Small area estimation for unemployment using latent Markov models
Section 1. Introduction

Table of contents

In Italy, the Labor Force Survey (LFS) is conducted quarterly by ISTAT, the National Statistical Institute, to produce estimates of the labor force status of the population at a national, regional (NUTS2), and provincial (LAU1) level, with monthly, quarterly, and yearly frequency, respectively. Since 1996, ISTAT also disseminates yearly LFS estimates of employed and unemployed counts for local Labor Market Areas (LMAs). LMAs are sub-regional geographical areas where the bulk of the labor force lives and works, and where establishments can find the largest amount of the labor force necessary to occupy the offered jobs. These are 611 distinct and functional areas defined as clusters of municipalities through an allocation process based on commuting patterns collected by the 2011 Population Census (ISTAT, 2014). Unlike NUTS2 and LAU1 areas, LMAs are unplanned domains that cut across sampling strata and LAU1 areas. In addition, direct estimators have overly large sampling errors particularly for areas with small sample sizes. This makes it necessary to borrow strength from data on auxiliary variables from other areas through appropriate models, leading to indirect or model-based estimates.

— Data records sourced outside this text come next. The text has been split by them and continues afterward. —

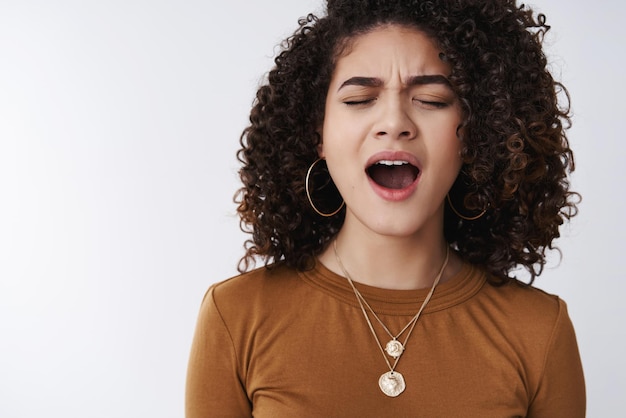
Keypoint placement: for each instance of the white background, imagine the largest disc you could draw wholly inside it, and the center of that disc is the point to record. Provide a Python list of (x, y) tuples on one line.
[(119, 122)]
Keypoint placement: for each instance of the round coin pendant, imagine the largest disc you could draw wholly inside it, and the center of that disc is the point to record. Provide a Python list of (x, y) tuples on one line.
[(394, 348), (392, 384)]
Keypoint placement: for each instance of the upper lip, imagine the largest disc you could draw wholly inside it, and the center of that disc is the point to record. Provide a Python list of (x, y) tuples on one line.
[(393, 156)]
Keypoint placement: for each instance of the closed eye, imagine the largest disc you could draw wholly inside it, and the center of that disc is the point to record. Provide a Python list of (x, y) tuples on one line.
[(430, 104), (359, 102)]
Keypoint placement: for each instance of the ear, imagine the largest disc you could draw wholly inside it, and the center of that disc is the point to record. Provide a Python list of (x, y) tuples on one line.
[(320, 146)]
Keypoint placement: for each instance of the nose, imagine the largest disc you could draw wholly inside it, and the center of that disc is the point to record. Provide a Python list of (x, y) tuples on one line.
[(394, 120)]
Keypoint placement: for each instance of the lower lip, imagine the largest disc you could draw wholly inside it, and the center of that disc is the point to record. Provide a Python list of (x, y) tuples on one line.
[(394, 195)]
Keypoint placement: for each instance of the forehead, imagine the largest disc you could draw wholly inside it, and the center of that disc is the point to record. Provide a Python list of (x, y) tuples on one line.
[(388, 49)]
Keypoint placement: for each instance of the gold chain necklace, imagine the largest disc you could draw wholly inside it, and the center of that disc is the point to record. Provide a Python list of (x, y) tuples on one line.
[(392, 382)]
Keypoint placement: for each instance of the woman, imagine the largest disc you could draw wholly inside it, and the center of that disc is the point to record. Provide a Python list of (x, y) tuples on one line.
[(402, 160)]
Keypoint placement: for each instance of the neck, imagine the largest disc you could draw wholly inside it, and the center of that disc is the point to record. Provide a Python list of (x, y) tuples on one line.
[(391, 262)]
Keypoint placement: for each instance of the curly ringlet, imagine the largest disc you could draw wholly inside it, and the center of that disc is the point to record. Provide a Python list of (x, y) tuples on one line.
[(515, 150)]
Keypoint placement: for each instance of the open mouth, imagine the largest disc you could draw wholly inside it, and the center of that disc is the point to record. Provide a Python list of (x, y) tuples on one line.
[(396, 175)]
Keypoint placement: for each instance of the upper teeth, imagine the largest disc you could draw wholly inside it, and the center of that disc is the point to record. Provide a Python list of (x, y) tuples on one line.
[(389, 162)]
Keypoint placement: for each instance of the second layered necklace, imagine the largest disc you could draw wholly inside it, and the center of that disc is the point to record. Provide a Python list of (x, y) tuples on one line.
[(391, 383)]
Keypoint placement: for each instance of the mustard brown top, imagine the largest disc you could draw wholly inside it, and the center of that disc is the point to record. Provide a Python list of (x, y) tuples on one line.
[(282, 343)]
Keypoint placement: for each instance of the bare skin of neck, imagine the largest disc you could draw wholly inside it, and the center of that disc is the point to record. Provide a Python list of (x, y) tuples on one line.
[(391, 262)]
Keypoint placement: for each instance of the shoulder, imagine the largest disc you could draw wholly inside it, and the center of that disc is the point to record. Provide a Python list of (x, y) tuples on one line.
[(254, 283), (523, 299), (527, 315), (254, 292)]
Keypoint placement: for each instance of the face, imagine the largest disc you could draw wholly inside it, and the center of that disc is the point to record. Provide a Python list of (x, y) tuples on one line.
[(390, 132)]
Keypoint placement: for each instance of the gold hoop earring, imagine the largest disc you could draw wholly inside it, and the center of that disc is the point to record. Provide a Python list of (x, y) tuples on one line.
[(308, 193), (465, 218)]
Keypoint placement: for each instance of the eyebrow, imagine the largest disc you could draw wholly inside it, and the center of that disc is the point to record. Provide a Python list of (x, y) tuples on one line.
[(416, 80)]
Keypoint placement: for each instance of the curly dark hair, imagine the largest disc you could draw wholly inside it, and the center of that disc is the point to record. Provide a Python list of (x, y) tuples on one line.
[(516, 156)]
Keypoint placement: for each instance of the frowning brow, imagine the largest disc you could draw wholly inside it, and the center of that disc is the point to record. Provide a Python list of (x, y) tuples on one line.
[(362, 81), (416, 80)]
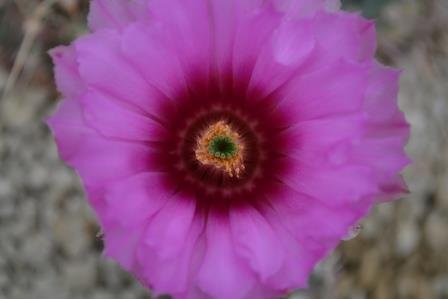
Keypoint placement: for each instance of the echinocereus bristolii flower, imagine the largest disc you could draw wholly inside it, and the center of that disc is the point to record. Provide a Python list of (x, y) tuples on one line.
[(227, 146)]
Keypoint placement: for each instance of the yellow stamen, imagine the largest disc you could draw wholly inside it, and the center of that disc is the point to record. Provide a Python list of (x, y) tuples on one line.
[(228, 159)]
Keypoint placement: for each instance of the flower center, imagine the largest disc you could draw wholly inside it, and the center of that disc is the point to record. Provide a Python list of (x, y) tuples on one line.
[(220, 146)]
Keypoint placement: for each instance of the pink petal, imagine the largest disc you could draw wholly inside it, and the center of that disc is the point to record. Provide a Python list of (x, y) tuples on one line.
[(289, 47), (96, 159), (103, 67), (176, 271), (317, 226), (337, 89), (115, 14), (111, 119), (145, 46), (303, 8), (67, 77), (345, 35), (223, 275), (256, 241), (248, 43), (168, 229), (134, 200), (187, 29)]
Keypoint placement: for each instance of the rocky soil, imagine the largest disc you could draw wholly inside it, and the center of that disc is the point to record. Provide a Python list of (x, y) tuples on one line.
[(49, 247)]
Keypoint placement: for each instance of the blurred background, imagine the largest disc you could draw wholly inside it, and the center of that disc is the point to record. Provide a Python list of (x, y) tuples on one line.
[(49, 247)]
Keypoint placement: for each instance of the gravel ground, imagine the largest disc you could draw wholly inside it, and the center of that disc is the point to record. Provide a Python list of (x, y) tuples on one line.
[(49, 247)]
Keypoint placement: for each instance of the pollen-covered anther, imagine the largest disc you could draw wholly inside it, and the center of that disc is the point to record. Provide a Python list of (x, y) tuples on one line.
[(221, 146)]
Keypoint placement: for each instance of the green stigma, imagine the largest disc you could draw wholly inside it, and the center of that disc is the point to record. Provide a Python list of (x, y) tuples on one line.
[(222, 147)]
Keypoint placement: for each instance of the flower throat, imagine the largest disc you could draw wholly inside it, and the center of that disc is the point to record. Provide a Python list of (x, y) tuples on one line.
[(220, 146)]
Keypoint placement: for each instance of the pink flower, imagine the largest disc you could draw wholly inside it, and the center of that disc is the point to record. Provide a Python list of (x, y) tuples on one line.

Small Area Estimation (SAE) methods are used in inference for finite populations to obtain estimates of parameters of interest when domain sample sizes are too small to provide adequate precision for direct domain estimators. Statistical models for SAE can be formulated at the individual or area (i.e., aggregate) levels. In this paper we focus on the latter. The Fay-Herriot model (Fay and Herriot, 1979, FH) is the basic area level SAE model: it uses cross-sectional information for predicting small area parameters of interest by combining direct estimates and population level auxiliary information with a linear mixed model. When longitudinal data are also available, it is possible to borrow strength over time. Among others, Rao and Yu (1994) propose a model involving autocorrelated random effects and use both time-series and cross-sectional data, while Marhuenda, Molina and Morales (2013) develop a spatio-temporal FH model using an autoregressive model in space together with a first-order autoregressive covariance structure in time.

Several papers deal with SAE using time-series models and the Kalman filter after expressing them in a state-space form. Pfeffermann and Burck (1990) introduce state-space models to estimate the Canadian unemployment rates and Pfeffermann and Rubin-Bleuer (1993) use this approach to model the correlation between the trends of domain series in a multivariate structural time-series model. Pfeffermann and Tiller (2006) add monthly benchmark constraints to the time-series state-space model, while Harvey and Chung (2000) consider a bivariate state-space model to obtain more stable and precise estimates of change in unemployment. Krieg and Van der Brakel (2012) model domain series in a multivariate time-series model and apply the cointegration idea to construct more parsimonious common trend models. Level break estimation within the structural time-series framework is illustrated in Van den Brakel and Krieg (2015). More recently, Van der Brakel and Krieg (2016) and Boonstra and Van den Brakel (2016) apply these models to data from the Dutch LFS.

Proposals for area level time-series data have also been developed following a Hierarchical Bayesian (HB) approach. In particular, Ghosh, Nangia and Kim (1996) apply a fully HB analysis using a time-series model to the estimation of median income of four-person families. Datta, Lahiri, Maiti and Lu (1999) apply this approach to a longer time-series from the U.S. Current Population Survey and use a random walk model for the area random effects. You, Rao and Gambino (2003) apply the same model to unemployment rate estimation for the Canadian LFS. Recently, Boonstra (2014) uses a time-series HB multilevel model to estimate unemployment at the municipality level using data from the Dutch LFS. In particular, estimates are obtained for each quarter and include random municipality effects and random municipality by quarter effects.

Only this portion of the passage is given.